No, the first of the main performers in the main ring were the Liberal Democrats who met last week in Bournemouth (good choice.) Their conference seemed to go off fairly quietly and was subject to rather restrained coverage by `the media.` No great surprises, no earth shattering promises although there was another vague whisper to `prepare for government,` a la David Steel all those years ago. Not much to say about it really - the LibDems just got on with it and seemed content to be left in relative peace. The feeling was entirely mutual.
This week we have had the governing Labour Party meeting in Manchester (a long walk from the beach.) The turmoil of the last week or so in the financial world and the rumblings about Gordon Brown`s position as Prime Minister and Party Leader overshadowed any idea that there might have been any great policy surprises. Yes, there were some promises yesterday about free prescriptions for cancer patients which was welcome and some other ideas about free internet access and other stuff, but the media attention seemed to be focussed on Brown` performance and the rather sinister, adolescent, self-advancing posturing of David ("Me, me, please, Miss") Miliband.
I feel a bit sorry for Brown, for it cannot be healthy to be so beleagured, especially by upstart novices like Miliband. Between them they begin to resemble Dean Martin and Jerry Lewis and I`m not sure it`s good for them, the Labour Party or, more importantly, the rest of us.

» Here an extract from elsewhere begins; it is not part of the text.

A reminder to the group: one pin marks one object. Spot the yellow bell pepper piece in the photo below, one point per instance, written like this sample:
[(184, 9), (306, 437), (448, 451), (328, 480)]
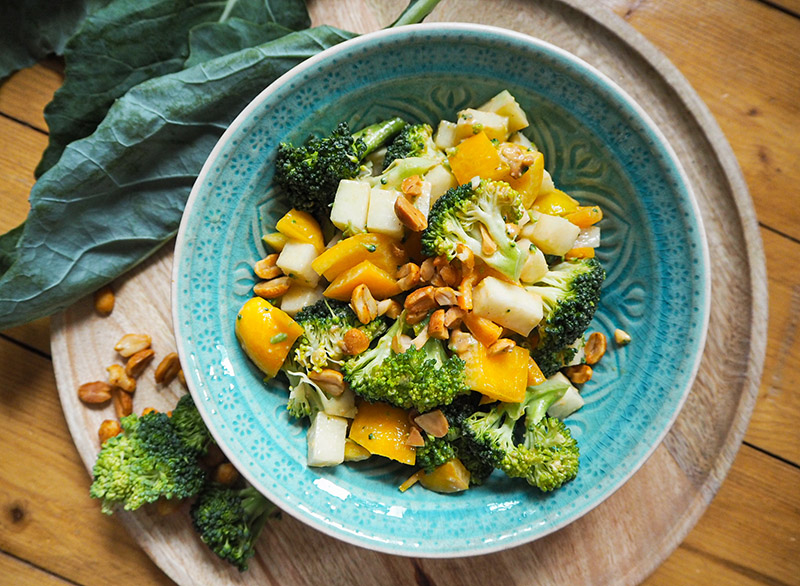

And so on to next week`s Conservative Party gathering in, of all places, Birmingham. I don`t know why the conferences are held in the order they are. I would have thought that, a bit like party political broadcasts before an election, the party in government went last. But no. As a result, the Conservatives have the advantage of sitting back and listening to the rest of them and are thus able to respond to what`s been said in Manchester and elsewhere. I suspect there will be no great policy surprises, no earth shattering promises but there might be a more audible whisper to `prepare for government` - they`re all at it.
The real stuff of politics
The converted will be preached to yet again, the dewey-eyed will stand to applaud their leaders once more, the media will indulge in yet another deluge of coverage and opinion, while the rest of us just get on with our lives and breathe a sigh of relief that the three ring circus has left town for another year. And be left to worry about the price of gas, electricity, petrol, bread, milk, marmite and Tunnock`s Tea Cakes - the real stuff of politics -none of which will have been touched on by anyone in the conference halls of the last month. Send in the clowns? Don`t worry, they`re here.